Teria consciência? Ele mesmo, tinha consciência? Não era possível, o avô fez o certo,
mesmo que por veredas tortas. Ou teria abraçado o erro em linhas de retidão e marcha? E,
em delírios de lucidez e becos sombrios de consciência, começou a se construir de retalho
de avô, retalho de Conselheiro, retalho de histórias contadas pela mãe, das do Tejo, retalho
de memória, retalho da História.
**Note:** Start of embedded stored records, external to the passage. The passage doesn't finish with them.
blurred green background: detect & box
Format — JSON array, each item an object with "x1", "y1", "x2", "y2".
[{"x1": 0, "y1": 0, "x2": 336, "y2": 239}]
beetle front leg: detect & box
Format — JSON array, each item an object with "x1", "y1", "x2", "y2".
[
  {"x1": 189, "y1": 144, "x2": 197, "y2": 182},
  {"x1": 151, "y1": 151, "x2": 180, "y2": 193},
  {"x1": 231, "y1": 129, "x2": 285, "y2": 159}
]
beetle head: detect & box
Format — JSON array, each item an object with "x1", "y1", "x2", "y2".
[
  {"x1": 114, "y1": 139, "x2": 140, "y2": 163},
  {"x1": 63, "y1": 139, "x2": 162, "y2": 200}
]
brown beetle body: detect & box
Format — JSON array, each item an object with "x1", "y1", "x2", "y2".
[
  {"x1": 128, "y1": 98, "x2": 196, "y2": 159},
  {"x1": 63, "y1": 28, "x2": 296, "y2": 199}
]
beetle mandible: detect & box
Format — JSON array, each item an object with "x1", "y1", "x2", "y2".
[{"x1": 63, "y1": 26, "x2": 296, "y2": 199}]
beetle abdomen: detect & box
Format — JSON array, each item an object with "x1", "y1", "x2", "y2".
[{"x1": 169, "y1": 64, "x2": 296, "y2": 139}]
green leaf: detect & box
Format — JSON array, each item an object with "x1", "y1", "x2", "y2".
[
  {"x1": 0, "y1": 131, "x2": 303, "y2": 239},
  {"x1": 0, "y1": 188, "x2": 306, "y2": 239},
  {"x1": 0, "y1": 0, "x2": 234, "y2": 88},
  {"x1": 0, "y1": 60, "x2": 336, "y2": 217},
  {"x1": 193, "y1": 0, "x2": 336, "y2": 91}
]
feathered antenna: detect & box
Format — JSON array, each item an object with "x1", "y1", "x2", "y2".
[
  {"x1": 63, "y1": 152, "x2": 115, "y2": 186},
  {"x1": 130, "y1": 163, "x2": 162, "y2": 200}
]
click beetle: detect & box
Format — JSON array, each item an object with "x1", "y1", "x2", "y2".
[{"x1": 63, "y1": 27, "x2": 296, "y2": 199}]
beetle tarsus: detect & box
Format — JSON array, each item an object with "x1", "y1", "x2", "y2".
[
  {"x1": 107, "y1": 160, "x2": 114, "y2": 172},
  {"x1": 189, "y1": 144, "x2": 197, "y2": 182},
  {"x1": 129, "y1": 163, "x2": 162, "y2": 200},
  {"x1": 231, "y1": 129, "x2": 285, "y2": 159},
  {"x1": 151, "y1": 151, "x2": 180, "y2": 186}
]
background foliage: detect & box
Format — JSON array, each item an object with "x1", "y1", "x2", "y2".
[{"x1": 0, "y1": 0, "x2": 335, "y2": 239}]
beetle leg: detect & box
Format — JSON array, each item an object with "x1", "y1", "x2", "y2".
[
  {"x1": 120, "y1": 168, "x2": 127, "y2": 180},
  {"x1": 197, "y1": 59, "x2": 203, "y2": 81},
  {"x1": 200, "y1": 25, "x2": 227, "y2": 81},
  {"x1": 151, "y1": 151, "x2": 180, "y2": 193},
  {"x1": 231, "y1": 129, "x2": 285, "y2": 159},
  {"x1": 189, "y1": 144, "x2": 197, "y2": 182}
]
Vez ou outra já não fazia distinção de quem era ele ou um
outro qualquer. E essa indistinção importava e muito. Ele era o próprio povo, sem face, sem
nome, sem status nem posição. Jagunço, cangaceiro, pobre, favelado, sem-teto,
sem-pátria, soldado só, de um exército de milhões de soldados sós, que lutava
silenciosamente, na labuta inesgotável dos dias. Ouvia a voz - da mãe? - a guiá-lo,
anunciando a jornada e peripécias de um tal rei, Sebastião, lutando para retornar ao seu
povo. E sentia dentro como o monarca em selvas e pântanos, a desbravar os mistérios do
desconhecido e, sobretudo, os desafios do retorno à “casa”. A voz, quando lhe falava,
contava de seus pensamentos e relatava acontecidos, fatos, passado que se misturava ao
presente e ao futuro, num sem-tempo. Leu com afinco tudo o que podia, queria conselhos,
guianças, ensinamentos de como ajudar a sua gente em si. Devorou o Conselheiro, em
quem viu caminhos e uma mão forte estendida, embora a sua história de menino e sua
linhagem o traíssem. Em contradição e não sem resistência, se apropriou, aos poucos, do
homem e do santo. Portugal, Brasil, Sebastião e Antônio, buscando sua gente neles
mesmos. Tió se achando na crosta do barro da criação. Com seu companheiravô a tiracolo,
combatia com palavras ácidas e espadas de detrito de rua os males do mundo, da
exclusão, da miséria. De dentro das suas contradições, ora compactuando com as
violências que o feriam, ora percebendo os furos das suas mirabolantes teorias, ou criando
novas, Tió foi se vestindo de fantasia e se despindo da alienação na qual um dia mergulhou
fundo, rumo a toda a inocência e à sábia percepção de que o amor por sua dama não pôde
salvar seu povo, mas talvez possa, ao menos, arrancá-lo da ignorância.